Example of full pipeline execution

# main.py
import os
from dotenv import load_dotenv
from agents.meeting_summarizer import summarize_meeting
from agents.prd_drafter import draft_prd
from agents.issue_prioritizer import prioritize_issues
from agents.release_note_generator import generate_release_notes
from sinks.notion_sink import push_to_notion
from sinks.slack_sink import notify_slack
load_dotenv()
def run_meeting_pipeline(transcript: str):
print("📝 회의록 요약 중...")
summary = summarize_meeting(transcript)
print("📤 Notion에 저장 중...")
url = push_to_notion(title="회의록 요약", content=summary, doc_type="Meeting Note")
print("💬 Slack 알림 전송...")
notify_slack(summary=summary[:300], doc_url=url)
print(f"✅ 완료: {url}")
return url
def run_sprint_pipeline(issues: list[str], git_log_count: int = 20):
print("🎯 이슈 우선순위 분류 중...")
priorities = prioritize_issues(issues)
print("📋 릴리스 노트 생성 중...")
release_notes = generate_release_notes()
content = f"## 이슈 우선순위\n{priorities}\n\n## 릴리스 노트\n{release_notes}"
url = push_to_notion(title="스프린트 리뷰", content=content, doc_type="Sprint Review")
notify_slack(summary="스프린트 리뷰 문서가 생성되었습니다.", doc_url=url)
return url
if __name__ == '__main__':
# 사용 예시
with open('today_meeting.txt') as f:
transcript = f.read()
run_meeting_pipeline(transcript)

Cost comparison

This is an estimate based on 200 PM document automation tasks per month.

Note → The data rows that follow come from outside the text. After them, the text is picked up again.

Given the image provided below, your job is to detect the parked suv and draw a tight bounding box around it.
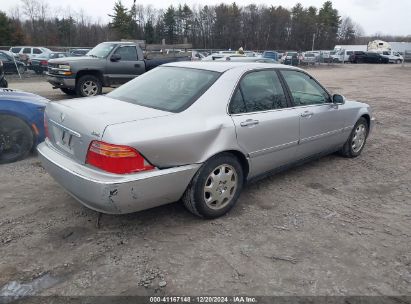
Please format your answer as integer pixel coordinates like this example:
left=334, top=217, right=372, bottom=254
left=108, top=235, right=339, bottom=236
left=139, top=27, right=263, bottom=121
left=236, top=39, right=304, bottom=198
left=0, top=51, right=26, bottom=74
left=381, top=51, right=404, bottom=63
left=9, top=46, right=51, bottom=61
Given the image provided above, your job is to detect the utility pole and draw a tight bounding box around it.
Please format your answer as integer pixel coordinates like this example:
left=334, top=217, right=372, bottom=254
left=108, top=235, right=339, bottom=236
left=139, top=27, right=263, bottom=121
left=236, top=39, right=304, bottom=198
left=311, top=33, right=315, bottom=51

method	Monthly Cost	Remarks
Full use of GPT-4o API	$40~80	Based on input/output tokens
Full use of Claude API	$30~60	by claude-opus
Full use of local LLM	$0	Excluding electricity bill
Local + Claude Mix	$5~15	Only complex tasks Claude
Handling 80% of simple repetitive tasks with a local LLM can reduce API costs by 70-80% while maintaining the quality of Claude for complex tasks.

Conclusion

The core of the PM agent design is the separation structure that handles daily repetitive tasks with local LLM and tasks requiring complex judgment with Claude Code. At first, you can save 30 minutes a day by automating just one summary of meeting minutes. Adding issue classification, PRD drafts, and release notes to the mix increases the amount of time that PMs can spend on things they should actually focus on, such as interviewing users, establishing strategies, and coordinating teams.